United States v. Alexander
This text of 92 F. App'x 992 (United States v. Alexander) is published on Counsel Stack Legal Research, covering Court of Appeals for the Fifth Circuit primary law. Counsel Stack provides free access to over 12 million legal documents including statutes, case law, regulations, and constitutions.
Opinion
Joseph Alexander appeals his concurrent 120-month sentences following his plea of guilty to two counts of being a felon in possession of a firearm in violation of 18 U.S.C. §§ 922(g)(1) and 924(a)(2). Alexander contends that the district court erred in departing upward from a guideline sentencing range of 41 to 51 months. Because Alexander’s sentences should be affirmed under any standard of review, his motion to stay this appeal is denied.
Alexander argues that the fact that he was convicted of two offenses did not support the district court’s upward departure. The record supports the district court’s findings that Alexander’s offenses were atypically serious and were not adequately taken into account by the sentencing guidelines. Alexander does not contest the district court’s finding that threatening letters he had written also reflected that his criminal history category significantly under-represented the seriousness of his criminal history.
Arguably, the district court did impermissibly base the departure, in part, on Alexander’s prior firearm-related arrests that did not result in conviction.

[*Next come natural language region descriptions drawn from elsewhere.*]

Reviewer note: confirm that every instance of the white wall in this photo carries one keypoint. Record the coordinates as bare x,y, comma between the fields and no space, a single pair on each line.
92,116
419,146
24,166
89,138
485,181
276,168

See United States v. Cantu-Dominguez, 898 F.2d 968, 970-71 (5th Cir.1990). However, the district court’s remaining reasons were valid and sufficient to support its upward departure. See Williams v. United States, 503 U.S. 193, 203-04, 112 S.Ct. 1112, 117 L.Ed.2d 341 (1992). Moreover, the extent of the departure was reasonable. See United States v. Daughenbaugh, 49 F.3d 171, 174-75 (5th Cir.1995); United States v. Ashburn, 38 F.3d 803, 809 (5th Cir.1994) (en banc).
MOTION TO STAY APPEAL DENIED; JUDGMENT AFFIRMED.
Pursuant to 5th Cir. R. 47.5, the court has determined that this opinion should not be published and is not precedent except under the limited circumstances set forth in 5th Cir. R. 47.5.4.